Rudakowski's reports suggest the existence of a high degree of cooperation between the great nobles or 'magnates' and the heads of the Roman Catholic and Uniate hierarchies. He found the mass of 'the Poles' – the szlachta – wholly devoted to the Roman cause: every one of them was 'an apostle'; not only the Roman secessionists but even the Jews, he complained, call the people of the Greek religion accursed schismatics, imbued with the Muscovite spirit. 'The Romans', says Rudakowski, 'distinguish us from the [Protestant] dissenters in calling us dis-Uniates but persecute us with even greater vigour', adding that article four of the Act of 1717 was being applied also to the Orthodox and that the election of Orthodox deputies to the Sejm was being prevented. The Orthodox gentry receive no other mention but, according to Rudakowski, there were over one million ordinary Orthodox inhabitants of the Republic ready to lay down their lives for their faith. The diplomat B.I. Kurakin in some notes jotted down about the same time on the relations between Russia and the peoples of the eastern provinces of the Republic expressed a similar view: in a future war with Poland these Orthodox peoples could be of great help in creating confusion in the enemy ranks.

In the discharge of his duties Rudakowski was given to exceeding his instructions. Dolgorukii criticized him and the tsar chided him for embroiling himself in the feud between some of the 'stauropigial' monasteries, jealous of their autonomy, and the authoritarian Czetwertyński.

Early in 1725 Rudakowski was recalled by the Empress Catherine I who had succeeded her husband, Peter the Great, in February of that year. According to the former commissioner's final report, he had fallen victim to false accusations made by his enemies in White Russia, although he also mentions as a motive for his recall the need to keep the szlachta quiet at the forthcoming Sejm and in another paragraph states that 'the Poles' had demanded his recall in order to be able to convert the Republic's inhabitants of the Greek faith for the sake of political unanimity so that they could deprive the Russian Empire of Kiev, Smolensk and Livonia. The demand in question had been addressed to the new Russian envoy, V.L. Dolgorukii, towards the end of 1724 after the Sejm of that year by the Polish ministers and senators. Rudakowski, they said, was breaking the peace between the Catholic clergy and the dis-Uniates, his presence on the Republic's territory was without precedent (which was not the case). The memory of the tumult of Thorn was still fresh in Polish minds and the fear of more interconfesional strife was genuine.
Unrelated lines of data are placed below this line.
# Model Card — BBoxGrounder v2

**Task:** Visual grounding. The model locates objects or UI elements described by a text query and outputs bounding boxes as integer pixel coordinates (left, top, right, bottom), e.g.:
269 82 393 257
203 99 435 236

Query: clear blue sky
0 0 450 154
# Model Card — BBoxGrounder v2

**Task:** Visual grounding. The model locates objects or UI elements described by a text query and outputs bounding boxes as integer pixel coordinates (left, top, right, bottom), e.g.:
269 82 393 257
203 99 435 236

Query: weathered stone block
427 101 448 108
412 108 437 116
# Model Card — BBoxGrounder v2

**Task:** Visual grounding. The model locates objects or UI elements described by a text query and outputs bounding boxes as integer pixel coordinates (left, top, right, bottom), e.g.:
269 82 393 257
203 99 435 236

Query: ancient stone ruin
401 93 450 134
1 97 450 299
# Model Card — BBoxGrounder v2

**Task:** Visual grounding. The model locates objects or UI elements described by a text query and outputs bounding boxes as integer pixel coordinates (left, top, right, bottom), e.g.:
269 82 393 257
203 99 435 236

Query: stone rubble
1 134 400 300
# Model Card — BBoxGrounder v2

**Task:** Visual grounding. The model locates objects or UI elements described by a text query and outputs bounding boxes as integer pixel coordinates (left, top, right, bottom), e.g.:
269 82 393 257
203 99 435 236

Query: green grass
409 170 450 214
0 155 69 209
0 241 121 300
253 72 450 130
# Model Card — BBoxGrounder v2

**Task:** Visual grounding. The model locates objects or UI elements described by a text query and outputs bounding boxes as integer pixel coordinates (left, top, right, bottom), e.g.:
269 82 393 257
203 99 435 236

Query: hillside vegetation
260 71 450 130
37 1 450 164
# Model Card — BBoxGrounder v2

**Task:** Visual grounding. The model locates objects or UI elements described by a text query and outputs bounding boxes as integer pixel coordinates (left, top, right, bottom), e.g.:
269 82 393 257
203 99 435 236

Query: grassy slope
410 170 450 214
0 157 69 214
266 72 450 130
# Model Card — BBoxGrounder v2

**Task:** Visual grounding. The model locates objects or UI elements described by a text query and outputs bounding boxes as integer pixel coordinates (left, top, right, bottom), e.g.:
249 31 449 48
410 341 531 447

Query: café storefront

Rudakowski in his report asserted that to have first given the Orthodox official protection and next to have withdrawn it (by recalling him) was shameful and put them in jeopardy. There is some justice in this opinion but what Rudakowski saw as loss of face was proof that the Russians – by that time led by Catherine I and her favourite, Menshikov, a sworn enemy of the Union – like Peter the Great before them, set greater store by their good relations with the Poles and Lithuanians than they cared for the condition of the Orthodox confession in White Russia and could afford a small tactical concession. In place of Rudakowski a member of the suite of Vasilii L. Dolgorukii was to be sent occasionally to White Russia to report on the treatment of the local Orthodox inhabitants.


* The adjudicator in disputes between peasants on Crown estates and their landlords and a judge in a variety of courts.